Gero Hatz / 28.06.2017

Als politisches Thema ist die EFA eine geniale Idee. Ihre Umsetzung kostet nichts, hat keinerlei Konsequenzen und eignet sich hervorragend dazu von ein paar recht ernsten Problemen unserer Gesellschaft abzulenken. Da springen unsere Politclowns auf und ab, zetern laut und schrill während klammheimlich massive Angriffe auf die Grundlagen unserer Demokratie stattfinden. Solange alle über die Homeehe reden kann Herr Maas seine finsteren Pläne in aller Ruhe durchziehen.

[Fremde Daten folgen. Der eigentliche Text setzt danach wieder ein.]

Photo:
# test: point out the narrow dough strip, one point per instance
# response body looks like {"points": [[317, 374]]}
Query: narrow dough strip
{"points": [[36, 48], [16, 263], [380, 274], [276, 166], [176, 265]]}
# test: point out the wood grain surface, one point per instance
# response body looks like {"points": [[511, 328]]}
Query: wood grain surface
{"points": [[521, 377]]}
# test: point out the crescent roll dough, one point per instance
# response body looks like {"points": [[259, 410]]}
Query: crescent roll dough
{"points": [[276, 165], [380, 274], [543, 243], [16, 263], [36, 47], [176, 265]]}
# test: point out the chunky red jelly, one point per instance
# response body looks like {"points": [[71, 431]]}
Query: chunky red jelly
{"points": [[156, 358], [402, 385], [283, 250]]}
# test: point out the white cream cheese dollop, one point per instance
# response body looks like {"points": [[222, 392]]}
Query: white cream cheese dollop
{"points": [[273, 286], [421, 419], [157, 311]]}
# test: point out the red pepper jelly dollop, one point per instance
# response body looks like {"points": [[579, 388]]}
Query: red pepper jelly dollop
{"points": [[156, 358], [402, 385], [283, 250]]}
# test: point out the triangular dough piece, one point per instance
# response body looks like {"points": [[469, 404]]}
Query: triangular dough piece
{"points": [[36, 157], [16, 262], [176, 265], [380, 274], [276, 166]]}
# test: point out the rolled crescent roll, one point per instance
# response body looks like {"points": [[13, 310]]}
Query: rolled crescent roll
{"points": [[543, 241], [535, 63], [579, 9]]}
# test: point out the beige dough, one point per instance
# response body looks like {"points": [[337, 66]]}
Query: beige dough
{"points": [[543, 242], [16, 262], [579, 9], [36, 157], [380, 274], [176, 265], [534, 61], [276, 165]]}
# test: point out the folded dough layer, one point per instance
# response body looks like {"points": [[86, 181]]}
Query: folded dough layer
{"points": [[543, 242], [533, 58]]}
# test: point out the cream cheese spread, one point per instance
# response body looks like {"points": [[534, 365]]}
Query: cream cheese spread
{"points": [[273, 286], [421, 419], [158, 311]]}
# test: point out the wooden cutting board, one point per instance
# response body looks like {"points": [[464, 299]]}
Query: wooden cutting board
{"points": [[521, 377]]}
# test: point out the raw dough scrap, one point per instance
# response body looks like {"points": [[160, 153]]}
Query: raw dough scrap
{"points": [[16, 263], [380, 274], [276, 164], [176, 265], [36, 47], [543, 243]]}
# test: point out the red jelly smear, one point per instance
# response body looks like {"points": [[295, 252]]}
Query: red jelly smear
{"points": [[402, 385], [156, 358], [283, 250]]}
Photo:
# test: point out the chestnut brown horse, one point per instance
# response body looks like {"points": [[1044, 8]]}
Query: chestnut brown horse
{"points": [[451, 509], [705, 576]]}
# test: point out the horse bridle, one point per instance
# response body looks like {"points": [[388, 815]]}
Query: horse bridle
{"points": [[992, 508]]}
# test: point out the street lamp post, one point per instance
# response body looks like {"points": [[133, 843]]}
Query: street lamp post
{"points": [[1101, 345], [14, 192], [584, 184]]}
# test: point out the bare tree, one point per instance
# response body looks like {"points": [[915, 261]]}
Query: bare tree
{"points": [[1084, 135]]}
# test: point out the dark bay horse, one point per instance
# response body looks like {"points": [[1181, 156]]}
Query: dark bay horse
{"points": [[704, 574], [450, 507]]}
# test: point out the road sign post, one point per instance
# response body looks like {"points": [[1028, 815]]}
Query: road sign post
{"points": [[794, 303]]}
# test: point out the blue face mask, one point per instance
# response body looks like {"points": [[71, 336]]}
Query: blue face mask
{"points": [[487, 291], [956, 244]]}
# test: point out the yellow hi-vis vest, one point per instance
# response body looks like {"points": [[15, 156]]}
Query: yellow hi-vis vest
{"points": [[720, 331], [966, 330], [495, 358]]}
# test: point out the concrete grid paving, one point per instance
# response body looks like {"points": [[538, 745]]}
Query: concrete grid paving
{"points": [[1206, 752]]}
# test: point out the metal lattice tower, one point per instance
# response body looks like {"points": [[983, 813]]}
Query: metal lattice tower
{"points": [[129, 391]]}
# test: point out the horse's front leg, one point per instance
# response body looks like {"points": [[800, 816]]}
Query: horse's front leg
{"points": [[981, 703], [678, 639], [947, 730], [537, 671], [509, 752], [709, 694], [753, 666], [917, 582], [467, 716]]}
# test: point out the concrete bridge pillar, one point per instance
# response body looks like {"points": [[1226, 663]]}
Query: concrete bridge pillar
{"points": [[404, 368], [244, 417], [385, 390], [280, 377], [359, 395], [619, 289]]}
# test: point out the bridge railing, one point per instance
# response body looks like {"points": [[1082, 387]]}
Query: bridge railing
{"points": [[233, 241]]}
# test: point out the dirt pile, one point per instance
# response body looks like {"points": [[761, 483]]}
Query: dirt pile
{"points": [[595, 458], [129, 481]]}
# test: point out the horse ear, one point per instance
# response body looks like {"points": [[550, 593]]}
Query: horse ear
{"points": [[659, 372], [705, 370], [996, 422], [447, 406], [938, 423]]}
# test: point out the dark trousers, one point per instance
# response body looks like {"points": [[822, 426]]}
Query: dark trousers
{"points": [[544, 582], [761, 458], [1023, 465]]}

Christoph Kaiser / 28.06.2017

Die Ehe-Debatte führt für jeden nachvollziehbar zu Tage, daß der Grundrechtsbruch des Art. 38 (1) GG Tagesgeschäft des deutschen Bundestages ist! Wenn ein(e) Kanzler(in) explizit gestattet, was eigentlich Grundgesetz ist, ............................................................... (diesen Satz sollte sich der Leser selbst vervollständigen).

Elmar Schlürscheid / 28.06.2017

Schattenboxen und Spiegelfechten, so würde ich es nennen.

Heiko Stadler / 28.06.2017

Zwölf Jahre lang erlebten wir eine Mischung aus fatalen Fehlentscheidungen und Nichtstun. Jetzt droht Europa im Chaos zu versinken. Wie lösen die “Eliten” diese existenzbedrohenden Probleme? Mit der Ehe für alle!

Reiner Lorber / 28.06.2017

Verwunderlich sehe ich diesen momentanen Aktionismus schon auch, vor allem weil manche Neuankömmlinge und auch hier Lebende, sich mit Gleichgeschlechtlichen Umgang schwer tun. Ist es denn nicht schon schwer genug das man manche von einem gepflegten Umgang miteinander überzeugen muss und nun auch noch eine große Toleranz gegenüber gleichgeschlechtlicher Liebe. Für mich und viele Deutschen mag das zwar eine gewisse Normalität sein, aber alleine die Kirche hierzulande ist noch lange nicht soweit, obwohl es ihren Reihen auch toleriert wird, aber das ist eine andere Geschichte.